Xavier Seron (Je me tue à le dire) trace un sillon qu’il est le seul à emprunter aujourd’hui dans notre cinéma belge, celui de la comédie noire et grinçante. Dans Chiennes de vies, trois destins se croisent, trois histoires d’humains et… de chiens. Le mélange est explosif !
Dans le premier segment du film, Tom consent à recueillir le chihuahua de son défunt voisin pour plaire à Cécile. Seul problème, cette bestiole, en apparence inoffensive, semble avoir poussé son maître au suicide et vouloir lui faire la peau à lui aussi… Dans le second, on fait la connaissance de Greta, une comédienne et égérie d’une célèbre marque de parfum, alors qu’elle est complètement anéantie : son chien et son assistante sont morts écrasés par un camion. Dans une blanchisserie, Greta rencontre Charlotte et lui propose de remplacer son assistante… à moins qu’il ne s’agisse de se substituer à son chien. Dans le troisième et dernier segment, on rencontre Franck et Lola, qui ont le coup de foudre l’un pour l’autre. Ils partagent énormément de points communs, sauf un : Lola n’aime pas les chiens. Franck doit choisir entre son nouvel amour et Perdita, sa meilleure amie et le meilleur des chiens…
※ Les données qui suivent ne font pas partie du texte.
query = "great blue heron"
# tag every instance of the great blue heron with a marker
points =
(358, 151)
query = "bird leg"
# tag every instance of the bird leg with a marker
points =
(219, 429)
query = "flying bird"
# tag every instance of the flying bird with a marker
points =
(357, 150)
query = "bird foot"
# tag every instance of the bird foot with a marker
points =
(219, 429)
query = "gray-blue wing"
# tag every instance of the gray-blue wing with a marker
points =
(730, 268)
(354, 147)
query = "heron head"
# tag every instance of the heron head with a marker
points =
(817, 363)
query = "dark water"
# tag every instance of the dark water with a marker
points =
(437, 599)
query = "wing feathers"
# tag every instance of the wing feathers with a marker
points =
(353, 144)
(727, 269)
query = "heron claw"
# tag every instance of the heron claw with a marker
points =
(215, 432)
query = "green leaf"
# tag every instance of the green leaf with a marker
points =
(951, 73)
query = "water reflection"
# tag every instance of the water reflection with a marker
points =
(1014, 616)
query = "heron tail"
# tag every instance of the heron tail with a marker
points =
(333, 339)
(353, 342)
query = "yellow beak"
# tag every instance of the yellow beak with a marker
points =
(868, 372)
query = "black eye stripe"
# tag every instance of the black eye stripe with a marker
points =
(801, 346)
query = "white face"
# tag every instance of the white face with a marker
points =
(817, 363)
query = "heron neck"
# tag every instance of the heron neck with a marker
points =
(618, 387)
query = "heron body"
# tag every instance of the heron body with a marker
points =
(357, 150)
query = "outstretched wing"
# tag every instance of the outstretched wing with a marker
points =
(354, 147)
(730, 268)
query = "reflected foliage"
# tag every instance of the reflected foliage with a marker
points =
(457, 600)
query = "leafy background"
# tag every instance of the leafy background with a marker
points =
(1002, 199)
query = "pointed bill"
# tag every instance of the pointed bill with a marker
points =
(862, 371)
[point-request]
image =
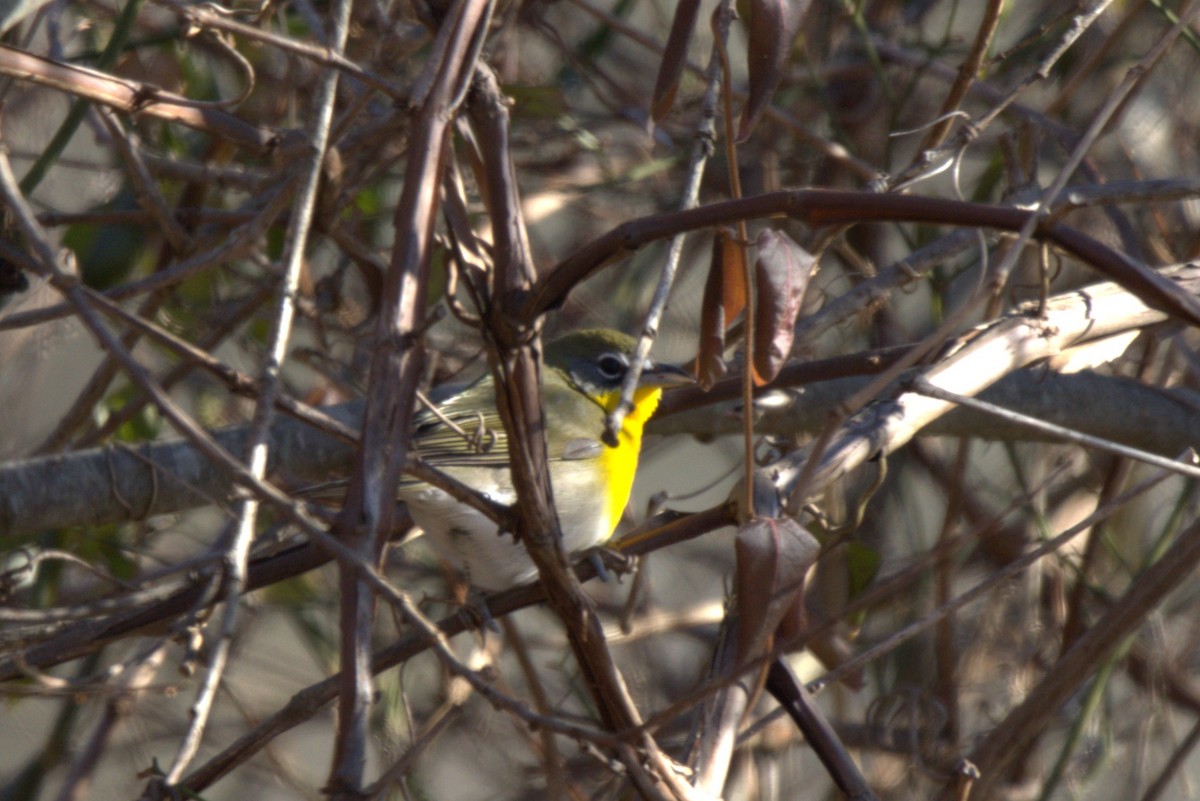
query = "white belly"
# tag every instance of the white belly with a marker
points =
(471, 542)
Le style visuel du film se démarque du tout-venant avec ce noir et blanc granuleux et contrasté qui nous fait tout de suite comprendre que l’on ne se trouve pas face à une gentillette comédie du samedi soir. Dans un même mouvement maîtrisé, Xavier Seron convoque le burlesque, la causticité, l’irrévérence et la tendresse pour raconter des scènes de la vie quotidienne à dormir debout, dans lesquelles on s’aperçoit très vite que les relations humaines se compliquent pour un rien… qui devient tout. Comme dans toute bonne comédie, la malchance accable des personnages pris dans un engrenage dont ils ont toutes les peines du monde à s’extraire. Ici, pour ne rien arranger, les rapports ambigus qu’ils entretiennent avec les chiens font tout exploser.
Xavier Seron s’entoure d’excellents comédiens et comédiennes belges (Jean-Jacques Rausin, Mara Taquin, Arieh Worthalter) et confirme sa capacité à créer des personnages souvent paumés mais jamais risibles. Il a l’art de créer des situations pleines de tendresse là où on ne s’y attend pas.
Il réhabilite le film à sketches (genre très courant à une époque dans la comédie) et assemble trois récits qui s’entrecroiseront légèrement, sans perdre en cohérence. Les deux premières histoires sont les plus ouvertement absurdes et trash, poussant le réalisme dans ses derniers retranchements, comme dans un dessin animé. Le dernier, clairement le plus sensible et le plus fort, met en lumière la détresse d’un homme face à la mort annoncée de son chien et son incapacité à préserver sa vie de couple. Tout en assumant une forme de poésie du ridicule, dans la tradition d’un surréalisme désenchanté à la belge, Xavier Seron a toujours le réflexe de rattraper et d’enlacer ses personnages avant qu’ils ne tombent définitivement dans le pathétique.
Tous sont le reflet d’une époque angoissante qui a définitivement besoin de tendresse.